Monday, April 13, 2015

Too Much...



   I spent most of the day packing and preparing myself for my trip. The majority of the time was spent with my new Ipod, new as in from Christmas. I suppose I should have spent more time with it earlier on when I first got it, so then I wouldn’t have wasted so much of my day pouring music into it. There is still so much music that I haven’t gone through but I feel that 749 songs should keep me well occupied during my free and immobile moments on the travels. I’m pretty pleased with how much I have packed, I even have a tiny bit of room for those last minute extras. Best part is that on my way back, if all goes according to plan, I should have a little more room, due to a monthly cycle and using up packets of baby wipes to keep myself cleaned without being able to bathe. My only sadness is that I was unable to really pack my loveliest outfits since it wouldn’t be all too practical since many of those outfits don’t mix and match well with one another. I remind myself that I will probably not be going out to interact with society like the band will, and with that I probably won’t be seen so much with the band to feel the desire to look as excellent and flamboyant as them. I did however, treat myself with a simple small dress, since I have items that work with it and it is small and easy to transport. I would like to be able to wear something very lovely at least once, something feminine and delicate, just because. I would like to bring the necklace someone special got me one year, but I’m too scared of it breaking. If I can carry my back pack AND big purse on (which normally I should, but I don’t know Singapore airlines so well) I may carry it on with me. I cherish it, I cherish anything he gets me, anything he makes for me. I will feel very lovely with it and the dress.

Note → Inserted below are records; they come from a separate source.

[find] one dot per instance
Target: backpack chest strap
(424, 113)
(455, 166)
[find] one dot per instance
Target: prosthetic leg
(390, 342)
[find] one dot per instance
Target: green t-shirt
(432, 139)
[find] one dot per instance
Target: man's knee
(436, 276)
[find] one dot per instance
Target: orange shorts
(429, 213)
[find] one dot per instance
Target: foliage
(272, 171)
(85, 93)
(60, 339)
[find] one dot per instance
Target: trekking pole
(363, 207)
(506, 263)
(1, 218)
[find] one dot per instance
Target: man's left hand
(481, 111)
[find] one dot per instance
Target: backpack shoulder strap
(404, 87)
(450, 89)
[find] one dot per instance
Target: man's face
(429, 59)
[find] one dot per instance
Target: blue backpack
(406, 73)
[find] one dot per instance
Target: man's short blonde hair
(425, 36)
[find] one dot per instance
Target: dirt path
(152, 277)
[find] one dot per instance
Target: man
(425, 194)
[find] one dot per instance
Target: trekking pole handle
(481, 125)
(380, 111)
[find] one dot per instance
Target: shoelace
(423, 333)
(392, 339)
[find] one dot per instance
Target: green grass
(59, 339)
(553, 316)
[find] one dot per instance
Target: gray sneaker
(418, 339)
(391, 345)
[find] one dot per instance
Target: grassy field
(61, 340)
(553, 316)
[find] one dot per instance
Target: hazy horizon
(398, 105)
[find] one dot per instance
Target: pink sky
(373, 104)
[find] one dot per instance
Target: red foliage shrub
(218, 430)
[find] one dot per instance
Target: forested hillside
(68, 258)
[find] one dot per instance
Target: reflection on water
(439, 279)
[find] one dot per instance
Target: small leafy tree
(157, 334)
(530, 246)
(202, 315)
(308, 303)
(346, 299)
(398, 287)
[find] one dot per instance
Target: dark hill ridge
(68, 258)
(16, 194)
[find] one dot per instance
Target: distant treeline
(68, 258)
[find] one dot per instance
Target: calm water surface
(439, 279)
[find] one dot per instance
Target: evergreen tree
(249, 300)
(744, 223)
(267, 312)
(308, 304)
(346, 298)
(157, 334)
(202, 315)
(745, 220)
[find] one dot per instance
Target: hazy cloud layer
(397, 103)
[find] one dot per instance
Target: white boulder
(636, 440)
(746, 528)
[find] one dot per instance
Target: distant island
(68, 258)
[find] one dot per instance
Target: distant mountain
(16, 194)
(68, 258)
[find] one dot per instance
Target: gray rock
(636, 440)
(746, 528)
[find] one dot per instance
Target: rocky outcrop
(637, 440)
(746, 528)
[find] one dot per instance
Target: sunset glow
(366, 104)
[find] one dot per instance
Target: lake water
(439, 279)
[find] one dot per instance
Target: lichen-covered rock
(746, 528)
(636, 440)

   I have discovered that we will be departing for Europe from New York, which is neat, I’ve never been to New York nor have I departed abroad from anywhere but LA. I understand, just like my experience with LA, that departing doesn’t mean you’ve visited the area. It will still be neat to feel the air difference and the energy difference. It’s still a strange travel plan to me. I’m not excited about all the driving. I won’t be out of the country ‘til the 18th. We will be driving to NY, kind of annoying if you can understand what it’s like to fly abroad. But I suppose you do what you have to do, and they’ve done this for about 15 years and it’s worked for them. Sometimes it feels as though a lot of things I’ve done these past few years have almost been preparing me for this tour. Such as; learning to properly hand wash clothes, cope with messy and oily hair/skin, living a little more on the simpler/basic side of things…I am still indulging because I can and I want to, because it’s me and I love dressing nice, also because I feel I should  (and I don’t feel so comfortable as to wear just a giant shirt with my hair sticking up on all ends and no make-up, as I can around my special someone)..but it is odd. I’m still worried about not fitting in and feeling very lonely most of the trip. I have taken precautions to bring a new sketchbook and a kindle filled with books, so when I start to feel my heart dropping I can do something new to take my time off the loneliness.  I do hope I’ll be able to have the ability to get online to check my mail an okay amount of time, without racking up a huge phone bill on my phone. I’m sort of hoping that someone will have some kindness towards me, if worse comes to worse, and allow me to use a computer to check mail and other such things. I know someone will have a computer. I know. I’m still deciding on jackets to bring, my body is no longer acclimated to European weather, so I want so badly to bring my fantastic, gigantic, beast coats, but I can’t for the fuck of me remember what 50-60F felt like over there.

   I simply already can’t wait to be back! I really want to work on my book, my comic book, my body, and my other art works. I do feel though now, that having a little vacation wouldn’t hurt me. It would be nice if this could benefit me in some way for my art career, but I don’t know how. It would be neat to make new friends, but again I don’t know how. It would be really nice to get to say hi to some of my family members, but I don’t believe we will be in the right area to where my cousin is having her wedding. I think, around 3 hours out of the way. I mostly want to get on my comic, I want to fix some of the little problems that have been noted and start writing that next script; Which is something else I need to bring, my notebooks for my comics! Who knows what I might be able to think of while I’m traveling.


   I really do love music. Ridiculously. But I will admit, going through it to put stuff on my mp3 player kinda made me hate the fact that I love curtain artists so deeply. Every time I opened a folder with a favourite artists name on it, I was silently screaming at all the music that I had to shift through. It was like Fi-Fi-Fo-Fuck and I was engulfed by a horde of really awesome tiny bugs that I absolutely loved but I couldn’t keep my eye on where I was going so I didn’t step on them and then BAM, they’ve covered my entire body and I can’t breathe and I am dead. It’s okay though, I really liked it, it’s all my favourite songs..but, sweet apple archers, if my fav musicians aren’t damn prolific in their genius and their fans aren’t some crazy fuckers.